Available on Amazon for pre-order at £549, so same pricing as usual. 
http://www.amazon.co.uk/dp/B00Y310AJ8/?tag=brite-21

Overall, a bit of a damp squib, really - a slight upgrade of the Xperia 3, but feels as though Sony held back on this release.


----------



## Ray McCarthy (Jun 4, 2015)

I didn't spot this till now due to photo challenge. I'm reasonably happy with my Xperia Z1. I never use the data though, not on 3G or WiFi.
I use text editor, camera, FM Radio, Phone (text and voice), media player for MP3s. I use USB Storage mode transfer.
I'll prefer a clamshell, to protect screen and easier buttons. But all the ones I looked at were 2G only.
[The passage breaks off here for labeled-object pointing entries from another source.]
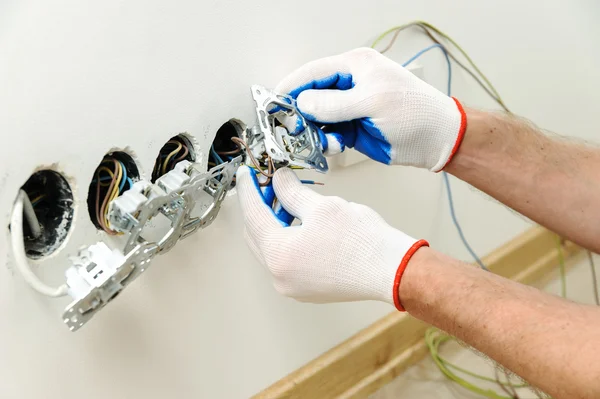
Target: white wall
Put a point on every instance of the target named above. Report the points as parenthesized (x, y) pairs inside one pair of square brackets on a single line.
[(80, 78)]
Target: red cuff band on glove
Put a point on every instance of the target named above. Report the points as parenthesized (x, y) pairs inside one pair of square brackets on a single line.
[(400, 271), (461, 131)]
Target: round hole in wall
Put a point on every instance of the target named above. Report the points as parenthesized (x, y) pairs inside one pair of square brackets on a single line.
[(175, 150), (115, 174), (47, 227)]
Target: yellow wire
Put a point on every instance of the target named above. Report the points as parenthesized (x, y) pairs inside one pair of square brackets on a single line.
[(434, 338), (171, 155), (115, 192), (445, 36)]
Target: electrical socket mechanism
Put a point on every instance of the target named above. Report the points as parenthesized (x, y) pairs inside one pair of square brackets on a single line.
[(270, 138), (98, 273)]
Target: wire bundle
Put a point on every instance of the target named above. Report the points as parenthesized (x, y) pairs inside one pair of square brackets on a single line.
[(110, 181), (432, 32), (435, 337), (175, 150)]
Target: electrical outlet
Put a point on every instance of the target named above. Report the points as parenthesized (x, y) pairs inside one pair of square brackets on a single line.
[(351, 157)]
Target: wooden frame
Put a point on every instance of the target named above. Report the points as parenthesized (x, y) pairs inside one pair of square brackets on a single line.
[(374, 356)]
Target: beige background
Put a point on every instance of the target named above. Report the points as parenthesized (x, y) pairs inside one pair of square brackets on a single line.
[(80, 78)]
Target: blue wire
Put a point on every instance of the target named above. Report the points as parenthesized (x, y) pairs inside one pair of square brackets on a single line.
[(444, 174)]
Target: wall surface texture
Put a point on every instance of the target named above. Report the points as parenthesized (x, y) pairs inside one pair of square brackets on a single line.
[(78, 79)]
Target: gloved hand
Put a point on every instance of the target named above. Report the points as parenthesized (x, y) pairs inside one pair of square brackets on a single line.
[(371, 103), (342, 251)]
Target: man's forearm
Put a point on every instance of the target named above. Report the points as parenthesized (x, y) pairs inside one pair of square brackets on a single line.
[(549, 341), (553, 182)]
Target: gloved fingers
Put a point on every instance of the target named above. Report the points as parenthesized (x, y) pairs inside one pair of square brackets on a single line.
[(282, 214), (332, 106), (331, 143), (297, 199), (364, 136), (258, 215), (326, 73)]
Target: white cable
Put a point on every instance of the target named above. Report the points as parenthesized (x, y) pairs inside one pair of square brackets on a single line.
[(18, 248)]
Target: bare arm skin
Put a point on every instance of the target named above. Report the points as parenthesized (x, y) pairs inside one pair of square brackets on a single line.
[(553, 182), (552, 343)]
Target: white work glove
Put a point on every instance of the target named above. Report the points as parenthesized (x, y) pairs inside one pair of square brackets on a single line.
[(369, 102), (342, 251)]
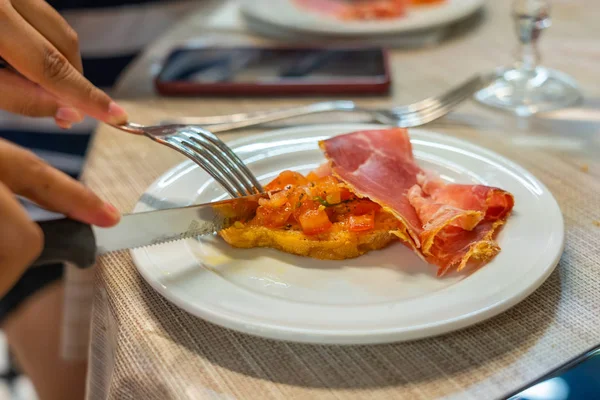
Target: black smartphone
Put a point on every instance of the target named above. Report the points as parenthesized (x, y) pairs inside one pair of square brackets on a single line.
[(274, 71), (577, 379)]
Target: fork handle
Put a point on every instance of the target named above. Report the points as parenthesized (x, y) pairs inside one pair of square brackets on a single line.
[(243, 120)]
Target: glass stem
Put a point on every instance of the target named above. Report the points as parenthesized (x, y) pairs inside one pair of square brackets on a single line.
[(529, 57)]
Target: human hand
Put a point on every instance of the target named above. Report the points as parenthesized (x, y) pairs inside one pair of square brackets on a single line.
[(47, 80), (21, 240)]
Here the phone companies can switch off 2G on 900MHz and 1800MHz any time, they only have to give the regulator 6 months advance notice. No regulatory requirement for shops to stop selling 2G only phones or consumer to be told.
I'm sure that's illegal under SOGA, that the shops, consumer and regulator should be informed at least a year in advance.
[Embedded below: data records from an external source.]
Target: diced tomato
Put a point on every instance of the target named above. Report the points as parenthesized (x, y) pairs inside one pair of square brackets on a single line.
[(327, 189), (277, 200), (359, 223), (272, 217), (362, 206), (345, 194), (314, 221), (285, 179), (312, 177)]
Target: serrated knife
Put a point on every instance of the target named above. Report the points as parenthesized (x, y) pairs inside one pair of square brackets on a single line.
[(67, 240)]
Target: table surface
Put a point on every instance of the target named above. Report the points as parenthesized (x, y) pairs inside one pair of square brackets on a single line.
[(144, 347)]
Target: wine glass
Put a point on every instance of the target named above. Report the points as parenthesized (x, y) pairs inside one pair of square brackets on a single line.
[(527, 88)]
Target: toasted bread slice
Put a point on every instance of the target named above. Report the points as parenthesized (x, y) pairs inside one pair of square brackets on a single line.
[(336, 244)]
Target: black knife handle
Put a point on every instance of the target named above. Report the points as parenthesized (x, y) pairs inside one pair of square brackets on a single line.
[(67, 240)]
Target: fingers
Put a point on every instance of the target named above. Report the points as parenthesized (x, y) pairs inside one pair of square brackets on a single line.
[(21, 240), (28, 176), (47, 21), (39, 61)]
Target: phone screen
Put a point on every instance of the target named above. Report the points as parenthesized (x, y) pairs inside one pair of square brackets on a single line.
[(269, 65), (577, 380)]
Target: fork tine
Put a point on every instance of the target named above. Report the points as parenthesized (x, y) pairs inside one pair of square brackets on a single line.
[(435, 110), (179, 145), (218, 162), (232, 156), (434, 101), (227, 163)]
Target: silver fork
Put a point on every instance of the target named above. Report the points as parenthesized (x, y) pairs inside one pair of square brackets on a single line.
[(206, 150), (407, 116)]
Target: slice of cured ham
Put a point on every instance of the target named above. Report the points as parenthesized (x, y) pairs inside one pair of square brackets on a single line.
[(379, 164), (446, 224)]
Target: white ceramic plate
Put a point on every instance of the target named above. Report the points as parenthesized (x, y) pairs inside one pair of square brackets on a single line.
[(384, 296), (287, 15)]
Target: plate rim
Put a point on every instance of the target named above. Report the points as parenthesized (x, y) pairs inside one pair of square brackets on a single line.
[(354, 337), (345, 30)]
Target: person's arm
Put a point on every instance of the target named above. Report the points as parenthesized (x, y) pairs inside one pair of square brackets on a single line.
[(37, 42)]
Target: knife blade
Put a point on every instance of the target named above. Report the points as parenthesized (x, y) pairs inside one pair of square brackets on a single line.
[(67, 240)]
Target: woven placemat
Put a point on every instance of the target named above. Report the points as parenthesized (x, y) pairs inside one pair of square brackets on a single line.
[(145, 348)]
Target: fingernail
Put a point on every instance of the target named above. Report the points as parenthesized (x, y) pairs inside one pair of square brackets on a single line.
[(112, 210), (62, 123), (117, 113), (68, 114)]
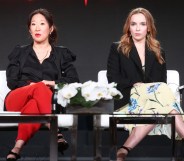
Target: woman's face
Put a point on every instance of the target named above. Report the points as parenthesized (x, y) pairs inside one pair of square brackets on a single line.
[(39, 29), (138, 27)]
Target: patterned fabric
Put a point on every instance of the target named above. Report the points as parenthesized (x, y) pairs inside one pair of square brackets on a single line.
[(151, 98)]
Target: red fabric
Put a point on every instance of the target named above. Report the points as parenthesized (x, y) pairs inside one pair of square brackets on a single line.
[(32, 100)]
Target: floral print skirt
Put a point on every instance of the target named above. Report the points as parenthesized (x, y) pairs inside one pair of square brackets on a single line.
[(153, 99)]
Really what sort of sensible improvements can a phone have now other than better battery life? Or better ergonomics. All high end models are only going to see tiny changes.

The Russian one with eInk display on other side to AMOLED/LCD screen (don't know which) is a nice idea.

Note that LCD lasts longer than AMOLED as it's not "real" LEDs like in lamps, indicators or giant screen, it's actually an electroluminescent material.


----------



## Brian G Turner (Jun 4, 2015)

My wife has a Z1, and she's perfectly happy with it - the Z2, Z3 and Z3+ barely seem different except for some slightly improved hardware specs - and PS4 gameplay integration as standard, which isn't applicable to us.

I was kind of hoping for something a bit more ambitious, and a phablet to boot. I do like the larger screen of the Z Ultra, so it's a shame there's been no similar sized model from Sony. Yet.


----------



## Ray McCarthy (Jun 4, 2015)

You'll need big pockets or a Manbag.


----------



## Brian G Turner (Jun 4, 2015)

Exactly why having it all in a single device is handy. But although I think my phone pics are pretty decent, I still miss the zoom and macro of a dedicated SLR.


----------



## Ray McCarthy (Jun 4, 2015)

Decent optics will never fit a phone. Also a pig to hold steady. I have OM10, but daughter gave me her old digital camera (my fuji died) which has decent zoom & macro. It's at least got a viewfinder for steadier shots and bright sun.
I like my Sony Digital 8 Camcorder as it has a real CRT viewfinder. You now are into semi-pro prices to get a video cam with ANY viewfinder. An low res LCD as only view is a disaster.


----------



## Nick B (Jun 4, 2015)

I have the Z1, mines coming up to 18 months old and never had a single problem with it. Brian, you can get a zoom lens that fits onto the phone, which apparently turns it into a pretty decent camera (since it is all cybershot components anyway). As long as my phone is still working well, I wont bother upgrading when the time comes in November, I will just switch to the airtime only contract price until such time as I actually do need to get a new phone. It will certainly be another Xperia though, best phone I've ever had.


----------